Éveillez-vous à l'actualité du Burkina Faso avec un journalisme rigoureux, citoyen et engagé.

Libération captifs Nigeria : anciens otages de Boko Haram remis aux autorités

Dans l’État de Borno, au nord-est du Nigeria, plus de 400 femmes et enfants, enlevés en début d’année par Boko Haram, ont été officiellement remis aux autorités locales ce lundi. Ces libérations surviennent après une opération militaire menée grâce à des renseignements collectés par les forces de sécurité, selon les déclarations officielles.

Un bilan en constante évolution

Les chiffres avancés par les responsables locaux évoluent au fil des heures. Le gouverneur de l’État de Borno, Babagana Umara Zulum, a confirmé que 360 personnes avaient été libérées durant le week-end lors d’une opération militaire. Il a ajouté que 82 autres anciens captifs avaient été secourus « il y a deux à trois semaines », portant le total à environ 434 personnes.

Ces victimes avaient été enlevées dans le village de Ngoshe, situé à moins de 10 kilomètres de la frontière camerounaise, dans une zone montagneuse connue sous le nom de collines de Gwoza. Ce secteur, bastion historique de Boko Haram, a déjà subi de multiples attaques de la part des combattants jihadistes.

La reconnaissance des victimes et le rôle des autorités

Parmi les personnes libérées, Hassana Buba, 43 ans, a exprimé sa gratitude envers les forces armées nigérianes. « Nous remercions Allah le tout-puissant pour ce sauvetage. Nous sommes très reconnaissantes et fêtons cela », a-t-elle déclaré au camp de déplacés de Pulka, où les anciens captifs ont été présentés aux autorités.
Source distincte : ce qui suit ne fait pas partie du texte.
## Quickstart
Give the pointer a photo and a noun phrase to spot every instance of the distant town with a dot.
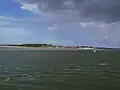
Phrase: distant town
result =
(57, 46)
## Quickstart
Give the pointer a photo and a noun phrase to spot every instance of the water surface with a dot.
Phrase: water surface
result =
(59, 70)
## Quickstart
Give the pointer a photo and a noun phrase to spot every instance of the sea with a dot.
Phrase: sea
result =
(59, 70)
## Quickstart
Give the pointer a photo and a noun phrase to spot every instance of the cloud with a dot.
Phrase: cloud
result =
(98, 10)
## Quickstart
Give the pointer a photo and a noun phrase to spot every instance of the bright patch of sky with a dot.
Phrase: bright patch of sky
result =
(31, 21)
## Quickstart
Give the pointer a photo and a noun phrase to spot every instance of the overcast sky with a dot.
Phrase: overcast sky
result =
(68, 22)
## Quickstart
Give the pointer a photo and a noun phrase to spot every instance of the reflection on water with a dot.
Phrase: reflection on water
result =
(59, 70)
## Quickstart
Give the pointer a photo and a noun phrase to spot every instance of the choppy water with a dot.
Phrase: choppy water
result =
(59, 70)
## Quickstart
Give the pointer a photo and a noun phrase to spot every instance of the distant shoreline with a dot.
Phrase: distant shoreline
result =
(32, 48)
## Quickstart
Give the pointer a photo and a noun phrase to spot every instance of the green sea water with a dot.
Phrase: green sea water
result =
(59, 70)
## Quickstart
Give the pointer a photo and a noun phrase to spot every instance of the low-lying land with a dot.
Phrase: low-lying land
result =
(52, 47)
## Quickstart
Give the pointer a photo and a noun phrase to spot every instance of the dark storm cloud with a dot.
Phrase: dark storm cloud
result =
(99, 10)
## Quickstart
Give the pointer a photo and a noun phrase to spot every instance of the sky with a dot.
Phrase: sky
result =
(64, 22)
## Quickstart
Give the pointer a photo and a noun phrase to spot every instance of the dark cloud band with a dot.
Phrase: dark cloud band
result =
(99, 10)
Les responsables nigérians affirment ne pas verser de rançons, une pratique pourtant régulièrement évoquée par des experts et des familles de victimes. Selon un rapport de SBM Intelligence, un cabinet de conseil basé à Lagos, près de 1,66 million de dollars auraient été versés en rançons entre juillet 2024 et juin 2025 à différents groupes armés au Nigeria, incluant des groupes jihadistes, des « bandits » et des séparatistes.

Contexte d’une insurrection persistante

Depuis 2009, le nord-est du Nigeria est en proie à une insurrection jihadiste, initialement menée par Boko Haram, puis par son rival, l’État islamique en Afrique de l’Ouest (Iswap). Ce conflit a causé la mort de dizaines de milliers de personnes et provoqué le déplacement de millions d’habitants dans la région. Les enlèvements de masse, souvent suivis de négociations pour des rançons, restent une tactique courante des groupes armés pour financer leurs activités.

Ces libérations récentes marquent une nouvelle étape dans la lutte contre l’insurrection, mais soulèvent également des questions sur les méthodes employées par les autorités pour sécuriser la région.